International migration and the formation of new ethnic minorities are dynamic constituents of post-Fordist change, deeply affecting the transformation of welfare states (Schierup, Hansen and Castles 2006). New forms of urban labour market segmentation, ethnic occupational niches and transnational business networks emerge, but also the ‘hyper-casualisation’ (Jordan 1996) of those straddling between welfare dependency and work in an ethnicised informal sector.

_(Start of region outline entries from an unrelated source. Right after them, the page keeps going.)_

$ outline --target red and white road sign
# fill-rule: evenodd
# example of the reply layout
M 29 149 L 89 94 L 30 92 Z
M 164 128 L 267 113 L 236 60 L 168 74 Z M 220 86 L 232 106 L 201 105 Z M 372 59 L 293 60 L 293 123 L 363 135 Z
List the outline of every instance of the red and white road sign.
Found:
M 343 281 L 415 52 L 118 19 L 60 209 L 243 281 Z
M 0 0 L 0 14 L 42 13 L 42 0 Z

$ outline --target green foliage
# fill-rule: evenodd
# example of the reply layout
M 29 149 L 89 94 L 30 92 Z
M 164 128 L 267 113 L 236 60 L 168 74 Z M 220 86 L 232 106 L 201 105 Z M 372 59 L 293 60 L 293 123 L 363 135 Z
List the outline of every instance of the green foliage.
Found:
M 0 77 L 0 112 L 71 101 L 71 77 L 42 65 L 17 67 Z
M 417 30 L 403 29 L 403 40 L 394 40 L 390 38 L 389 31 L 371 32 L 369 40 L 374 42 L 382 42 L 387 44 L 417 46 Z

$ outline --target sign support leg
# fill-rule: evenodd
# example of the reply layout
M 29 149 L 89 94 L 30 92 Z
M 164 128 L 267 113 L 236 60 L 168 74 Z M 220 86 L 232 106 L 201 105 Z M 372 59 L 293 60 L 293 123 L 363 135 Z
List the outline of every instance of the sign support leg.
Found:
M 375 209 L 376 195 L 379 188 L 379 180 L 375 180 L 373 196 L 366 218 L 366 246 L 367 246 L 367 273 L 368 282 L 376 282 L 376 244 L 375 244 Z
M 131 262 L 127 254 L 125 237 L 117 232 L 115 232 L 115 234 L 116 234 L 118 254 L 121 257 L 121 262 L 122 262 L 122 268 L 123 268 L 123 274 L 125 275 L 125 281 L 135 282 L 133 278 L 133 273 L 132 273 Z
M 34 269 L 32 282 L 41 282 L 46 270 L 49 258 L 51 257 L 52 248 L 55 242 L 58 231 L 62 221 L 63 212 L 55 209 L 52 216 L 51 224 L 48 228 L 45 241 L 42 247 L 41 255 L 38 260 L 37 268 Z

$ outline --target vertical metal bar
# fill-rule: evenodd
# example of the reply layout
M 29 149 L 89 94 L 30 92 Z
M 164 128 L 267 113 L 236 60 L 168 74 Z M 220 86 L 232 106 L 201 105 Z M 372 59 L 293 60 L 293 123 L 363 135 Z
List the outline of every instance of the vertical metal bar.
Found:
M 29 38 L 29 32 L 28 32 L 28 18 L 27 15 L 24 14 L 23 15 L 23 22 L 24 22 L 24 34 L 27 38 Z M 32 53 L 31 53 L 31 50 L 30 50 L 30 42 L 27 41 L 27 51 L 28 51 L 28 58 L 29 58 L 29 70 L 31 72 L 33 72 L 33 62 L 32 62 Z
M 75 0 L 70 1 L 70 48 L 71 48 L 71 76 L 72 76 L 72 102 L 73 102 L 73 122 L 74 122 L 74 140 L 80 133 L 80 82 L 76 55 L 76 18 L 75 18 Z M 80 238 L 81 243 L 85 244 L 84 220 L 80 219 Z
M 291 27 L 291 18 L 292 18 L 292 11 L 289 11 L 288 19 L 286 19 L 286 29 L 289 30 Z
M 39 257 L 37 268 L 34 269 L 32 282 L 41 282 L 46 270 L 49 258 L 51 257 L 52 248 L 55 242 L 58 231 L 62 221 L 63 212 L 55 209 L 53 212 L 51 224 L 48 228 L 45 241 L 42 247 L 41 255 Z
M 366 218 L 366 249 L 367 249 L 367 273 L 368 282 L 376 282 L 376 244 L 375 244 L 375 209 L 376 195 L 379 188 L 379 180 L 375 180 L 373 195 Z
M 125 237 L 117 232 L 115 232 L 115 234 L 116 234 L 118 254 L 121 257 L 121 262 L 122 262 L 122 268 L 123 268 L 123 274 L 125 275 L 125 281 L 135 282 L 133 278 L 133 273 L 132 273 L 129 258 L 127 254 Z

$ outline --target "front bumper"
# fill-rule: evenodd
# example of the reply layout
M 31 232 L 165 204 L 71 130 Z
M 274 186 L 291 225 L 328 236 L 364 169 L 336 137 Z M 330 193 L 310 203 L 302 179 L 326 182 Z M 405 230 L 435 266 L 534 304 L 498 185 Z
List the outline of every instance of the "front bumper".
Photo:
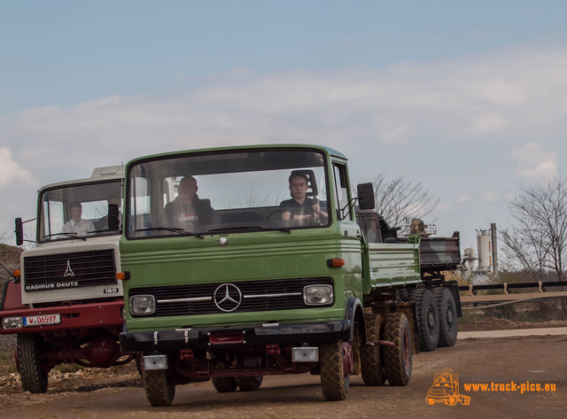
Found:
M 235 339 L 242 334 L 242 339 Z M 175 330 L 120 333 L 123 353 L 151 353 L 180 349 L 220 349 L 262 345 L 317 345 L 325 342 L 347 341 L 351 322 L 191 328 Z
M 57 314 L 60 314 L 61 322 L 59 324 L 6 330 L 2 329 L 0 325 L 0 335 L 14 333 L 48 333 L 57 330 L 109 327 L 121 328 L 124 324 L 124 318 L 122 314 L 123 307 L 124 301 L 122 299 L 117 299 L 115 301 L 105 301 L 99 303 L 4 310 L 0 312 L 0 321 L 4 317 L 24 317 Z

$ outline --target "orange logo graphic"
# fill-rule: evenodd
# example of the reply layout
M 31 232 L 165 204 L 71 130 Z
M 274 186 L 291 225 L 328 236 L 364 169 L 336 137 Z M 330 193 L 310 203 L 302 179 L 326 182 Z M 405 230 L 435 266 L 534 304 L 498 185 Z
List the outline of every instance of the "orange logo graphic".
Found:
M 454 406 L 461 403 L 468 406 L 470 404 L 470 398 L 459 392 L 459 375 L 454 374 L 451 369 L 445 369 L 435 374 L 433 385 L 427 392 L 425 401 L 428 405 L 445 403 Z

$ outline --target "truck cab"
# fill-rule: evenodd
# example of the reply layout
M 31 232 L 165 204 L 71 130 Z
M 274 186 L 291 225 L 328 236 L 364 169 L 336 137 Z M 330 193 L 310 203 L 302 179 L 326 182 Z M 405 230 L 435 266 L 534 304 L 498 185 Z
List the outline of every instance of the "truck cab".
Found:
M 419 239 L 368 243 L 353 206 L 374 208 L 372 188 L 351 190 L 339 151 L 139 158 L 127 165 L 125 197 L 120 347 L 144 354 L 151 405 L 208 379 L 249 391 L 264 375 L 311 372 L 330 400 L 346 397 L 352 374 L 367 385 L 409 381 L 411 308 L 396 290 L 420 282 Z
M 117 343 L 124 322 L 116 279 L 122 180 L 123 167 L 115 166 L 39 190 L 36 245 L 22 252 L 19 275 L 0 301 L 0 333 L 18 335 L 24 390 L 44 392 L 48 372 L 59 363 L 109 367 L 133 358 Z M 86 229 L 74 231 L 72 207 Z M 21 219 L 16 236 L 21 244 Z

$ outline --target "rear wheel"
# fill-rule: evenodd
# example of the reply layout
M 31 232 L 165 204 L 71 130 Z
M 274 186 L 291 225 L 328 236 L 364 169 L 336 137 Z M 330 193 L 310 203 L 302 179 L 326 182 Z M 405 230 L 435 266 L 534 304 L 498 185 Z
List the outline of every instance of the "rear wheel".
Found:
M 412 345 L 409 322 L 403 313 L 391 313 L 384 327 L 384 339 L 395 346 L 384 348 L 384 370 L 390 385 L 407 385 L 411 378 Z
M 427 288 L 418 288 L 415 293 L 416 320 L 419 330 L 419 348 L 433 351 L 439 339 L 439 314 L 433 293 Z
M 18 366 L 24 391 L 38 393 L 47 392 L 50 368 L 42 364 L 45 347 L 43 338 L 35 333 L 18 335 Z
M 164 369 L 144 369 L 144 390 L 151 406 L 169 406 L 175 397 L 175 381 Z
M 319 347 L 321 363 L 321 388 L 323 397 L 328 400 L 344 400 L 348 394 L 349 372 L 345 368 L 348 359 L 352 365 L 350 345 L 343 342 L 330 342 Z
M 264 376 L 237 376 L 237 384 L 241 392 L 255 392 L 260 390 Z
M 454 346 L 457 341 L 457 307 L 451 290 L 445 287 L 434 291 L 439 311 L 439 347 Z
M 384 318 L 380 314 L 364 314 L 366 340 L 380 340 Z M 366 385 L 384 385 L 386 377 L 382 368 L 380 346 L 362 346 L 361 348 L 361 368 L 362 380 Z
M 211 382 L 214 390 L 219 392 L 232 392 L 237 390 L 237 380 L 234 376 L 213 376 Z

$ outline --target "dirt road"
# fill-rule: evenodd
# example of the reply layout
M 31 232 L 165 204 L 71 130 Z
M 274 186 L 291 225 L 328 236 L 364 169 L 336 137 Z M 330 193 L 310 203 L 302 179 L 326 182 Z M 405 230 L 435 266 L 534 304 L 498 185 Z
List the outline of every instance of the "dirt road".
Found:
M 498 333 L 498 332 L 497 332 Z M 497 335 L 498 336 L 498 335 Z M 430 406 L 425 397 L 436 372 L 459 374 L 470 406 Z M 112 417 L 567 417 L 567 336 L 465 338 L 454 347 L 414 356 L 407 387 L 366 387 L 351 377 L 346 400 L 324 401 L 317 376 L 267 376 L 258 392 L 217 393 L 210 383 L 177 386 L 174 404 L 151 407 L 132 365 L 97 374 L 50 377 L 46 394 L 23 393 L 14 376 L 0 381 L 2 418 Z M 555 391 L 521 393 L 520 384 L 555 384 Z M 468 384 L 509 384 L 481 392 Z M 512 386 L 518 385 L 513 392 Z M 497 386 L 498 388 L 498 386 Z

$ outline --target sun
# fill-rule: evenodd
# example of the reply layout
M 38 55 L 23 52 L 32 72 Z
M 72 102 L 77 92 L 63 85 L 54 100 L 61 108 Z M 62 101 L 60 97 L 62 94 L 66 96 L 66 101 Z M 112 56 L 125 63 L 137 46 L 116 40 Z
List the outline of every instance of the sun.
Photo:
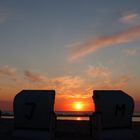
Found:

The sub-programme includes studies on migration, economic restructuring, work organisation and ethnic segmentation in comparative perspective. It examines work environments, occupational health and safety and industrial relations. It raises comparative perspectives on globalisation, migration and the informalisation of labour, on employment strategies and institutional discrimination. It explores residential segregation and divisions of labour in cities and the formation of new occupational niches. The theoretical approach is premised on propositons of contemporary comparative research on the political economy of welfare regimes (e.g. Esping-Andersen 1996; Offe 2000; Crouch 1993; Crouch and Streeck 1997; Lash and Urry 1987; Pierson 1998; Jessop 2002a). Mainstream studies on changing welfare states have neglected migration and ethnic relations (Cross and Moore 2002; Schierup 2006a), but we set out to further develop the track of European studies that do include international migration and regional and global ethnic divisions of labour and explore the articulation of national welfare and labour regimes with supra-national (EU) policy frameworks (e.g. Veiga 1999; Raes 2000; e.g. Schierup, Hansen and Castles 2006). This endeavour will, among other, draw on advanced US research perspectives (e.g. Wilson 1997; Carnoy 1994; Fox Piven and Cloward 1997; Aronowitz 2001) on the political economy of work, welfare and ethnic relations.

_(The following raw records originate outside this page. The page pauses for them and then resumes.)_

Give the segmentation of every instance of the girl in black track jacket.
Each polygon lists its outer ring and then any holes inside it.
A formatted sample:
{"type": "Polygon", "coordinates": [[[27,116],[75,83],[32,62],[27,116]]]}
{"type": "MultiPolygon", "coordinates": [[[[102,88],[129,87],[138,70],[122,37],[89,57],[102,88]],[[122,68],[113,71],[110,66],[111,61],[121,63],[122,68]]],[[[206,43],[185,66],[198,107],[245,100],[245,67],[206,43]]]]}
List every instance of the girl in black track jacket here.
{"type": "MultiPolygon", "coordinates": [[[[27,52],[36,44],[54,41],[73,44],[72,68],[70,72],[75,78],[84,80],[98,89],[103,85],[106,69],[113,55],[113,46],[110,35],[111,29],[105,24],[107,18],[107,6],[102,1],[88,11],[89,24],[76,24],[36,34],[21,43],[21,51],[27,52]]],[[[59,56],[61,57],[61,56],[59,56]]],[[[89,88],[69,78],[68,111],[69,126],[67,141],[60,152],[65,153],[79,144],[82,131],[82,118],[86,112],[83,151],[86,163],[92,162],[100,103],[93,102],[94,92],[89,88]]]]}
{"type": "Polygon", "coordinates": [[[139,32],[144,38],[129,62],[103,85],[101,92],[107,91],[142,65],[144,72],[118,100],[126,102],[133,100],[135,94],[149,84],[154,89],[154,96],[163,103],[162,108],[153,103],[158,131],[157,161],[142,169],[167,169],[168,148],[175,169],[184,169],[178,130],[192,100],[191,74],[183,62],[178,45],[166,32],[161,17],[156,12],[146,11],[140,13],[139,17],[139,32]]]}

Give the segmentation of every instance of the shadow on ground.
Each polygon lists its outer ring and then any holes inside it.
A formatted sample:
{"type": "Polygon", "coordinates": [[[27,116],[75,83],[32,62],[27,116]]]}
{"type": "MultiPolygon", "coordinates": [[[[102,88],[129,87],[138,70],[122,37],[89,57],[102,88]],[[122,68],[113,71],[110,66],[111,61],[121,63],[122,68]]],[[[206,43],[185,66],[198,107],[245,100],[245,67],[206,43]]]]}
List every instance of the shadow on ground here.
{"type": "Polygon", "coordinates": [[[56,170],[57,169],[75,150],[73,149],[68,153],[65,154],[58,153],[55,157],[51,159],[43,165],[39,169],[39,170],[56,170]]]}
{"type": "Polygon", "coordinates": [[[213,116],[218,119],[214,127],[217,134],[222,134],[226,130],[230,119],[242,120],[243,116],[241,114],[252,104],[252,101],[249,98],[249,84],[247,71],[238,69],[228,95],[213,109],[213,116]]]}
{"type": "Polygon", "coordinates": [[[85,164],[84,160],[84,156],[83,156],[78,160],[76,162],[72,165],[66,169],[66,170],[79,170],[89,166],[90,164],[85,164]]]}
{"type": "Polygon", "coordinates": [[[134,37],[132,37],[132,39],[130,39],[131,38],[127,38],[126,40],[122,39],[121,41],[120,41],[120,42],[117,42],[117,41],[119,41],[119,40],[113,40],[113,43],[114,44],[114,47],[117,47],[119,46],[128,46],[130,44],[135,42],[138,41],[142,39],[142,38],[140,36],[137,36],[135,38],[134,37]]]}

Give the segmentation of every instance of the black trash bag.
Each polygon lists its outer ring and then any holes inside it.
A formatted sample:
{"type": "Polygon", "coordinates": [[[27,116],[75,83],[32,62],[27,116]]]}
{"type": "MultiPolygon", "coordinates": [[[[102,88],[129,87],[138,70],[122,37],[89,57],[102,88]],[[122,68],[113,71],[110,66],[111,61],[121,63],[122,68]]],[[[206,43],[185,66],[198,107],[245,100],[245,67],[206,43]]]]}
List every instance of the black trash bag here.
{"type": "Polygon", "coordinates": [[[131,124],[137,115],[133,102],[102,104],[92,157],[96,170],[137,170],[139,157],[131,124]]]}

2. 1. 1. Migration, Labour Market Restructuring, Ethnic and Gender Segmentation. Branch and Sector Oriented Studies

Interdisciplinary research team: Carl-Ulrik Schierup, Elisabeth Sundin,Annette Thörnquist, Zoran Slavnic, Anders Neergaard, Branka Likic, Paula Mulinari and add. researchers to be recruited

Despite a common global conditionality and important trends of convergence (Schierup, Hansen and Castles 2006, ch4) post-Fordist transformation in the North-Atlantic region has taken different directions depending on the character of national welfare, production and migration policy regimes, but also needs to be related to the restructuring of particular sectors and branches. According to this rationale studies within this thematic project will examine branch and sector related ethnic and gendered labour market segmentation and document working conditions for M&EM, including irregular migrant workers. The project makes use of a complex qualitative-quantitative research methodology.

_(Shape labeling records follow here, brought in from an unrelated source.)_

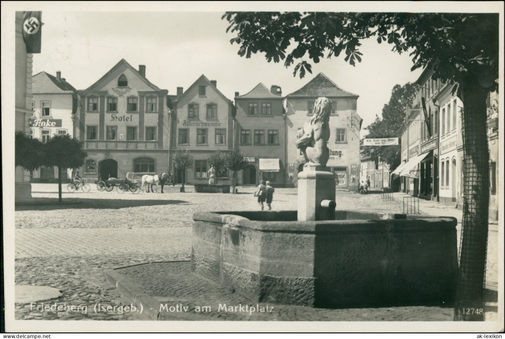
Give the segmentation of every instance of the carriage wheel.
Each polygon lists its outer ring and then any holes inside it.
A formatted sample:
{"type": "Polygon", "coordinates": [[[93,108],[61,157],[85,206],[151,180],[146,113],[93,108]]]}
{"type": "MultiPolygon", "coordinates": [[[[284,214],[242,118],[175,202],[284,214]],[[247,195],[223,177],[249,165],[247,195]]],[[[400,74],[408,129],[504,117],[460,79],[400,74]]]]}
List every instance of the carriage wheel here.
{"type": "Polygon", "coordinates": [[[99,181],[96,183],[96,189],[100,192],[105,191],[105,188],[107,185],[103,181],[99,181]]]}

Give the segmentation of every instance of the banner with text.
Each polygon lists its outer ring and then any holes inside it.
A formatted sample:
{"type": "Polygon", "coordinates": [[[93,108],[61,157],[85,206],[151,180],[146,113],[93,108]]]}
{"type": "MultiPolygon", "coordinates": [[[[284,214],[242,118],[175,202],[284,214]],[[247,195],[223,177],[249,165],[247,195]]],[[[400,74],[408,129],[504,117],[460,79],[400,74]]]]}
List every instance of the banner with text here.
{"type": "Polygon", "coordinates": [[[398,145],[398,138],[363,139],[363,146],[394,146],[395,145],[398,145]]]}

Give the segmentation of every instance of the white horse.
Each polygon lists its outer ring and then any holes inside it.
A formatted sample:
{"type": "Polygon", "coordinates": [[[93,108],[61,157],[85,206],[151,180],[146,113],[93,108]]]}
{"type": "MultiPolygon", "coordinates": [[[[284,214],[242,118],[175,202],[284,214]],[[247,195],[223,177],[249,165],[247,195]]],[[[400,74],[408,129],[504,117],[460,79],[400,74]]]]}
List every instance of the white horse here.
{"type": "MultiPolygon", "coordinates": [[[[153,185],[156,185],[158,186],[158,183],[160,181],[164,182],[165,179],[168,176],[166,172],[163,172],[161,174],[156,174],[154,176],[149,176],[148,174],[144,175],[142,176],[142,188],[143,189],[144,185],[147,185],[147,193],[149,193],[149,187],[150,186],[151,190],[150,192],[153,192],[153,185]]],[[[162,192],[163,193],[163,188],[162,189],[162,192]]]]}

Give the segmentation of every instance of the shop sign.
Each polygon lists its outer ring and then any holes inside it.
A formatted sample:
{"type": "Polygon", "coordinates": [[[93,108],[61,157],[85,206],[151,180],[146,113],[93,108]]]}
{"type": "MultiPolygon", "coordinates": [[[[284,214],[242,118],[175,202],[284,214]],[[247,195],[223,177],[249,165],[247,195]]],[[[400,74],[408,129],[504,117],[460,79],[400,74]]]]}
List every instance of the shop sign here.
{"type": "Polygon", "coordinates": [[[458,137],[454,136],[448,140],[440,143],[440,153],[445,153],[456,149],[458,143],[458,137]]]}
{"type": "Polygon", "coordinates": [[[30,119],[30,127],[61,127],[61,119],[30,119]]]}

Informalisation of labour, connected with ethnicisation of exposed segments of labour markets, and with irregular migration, is the object of a major comparative study focused on New Migration Regimes and Informal Labour in the EU, initiated in 2006 in co-operation with the SALTSA Programme of NIWL.[3] During 2007-08 the project will bring together and analyse findings of already conducted research in Sweden, Germany, the UK, Spain, Italy, Poland, Cyprus, Greece and Turkey. It will collect complementary case material and produce an edited volume.The study focuses on two realms of European labour markets that rely on migrant labour, often undocumented: the building and construction industry (predominantly male) and paid domestic labour (predominantly female). It focuses on the institutional embeddedness of M&EM work in terms of economic and labour market restructuring, changing welfare regimes and strategies and practices of the social partners and voluntary associations. On this background a framework for further collaborative in depth study, co-ordinated by REMESO, will be designed and an application addressed to European funds. The study is coordinated and synchronised with project 2.2.1. It will be of value for national governments and responsible EU bodies, as well as for the social partners at different levels (locally, nationally and the EU-level).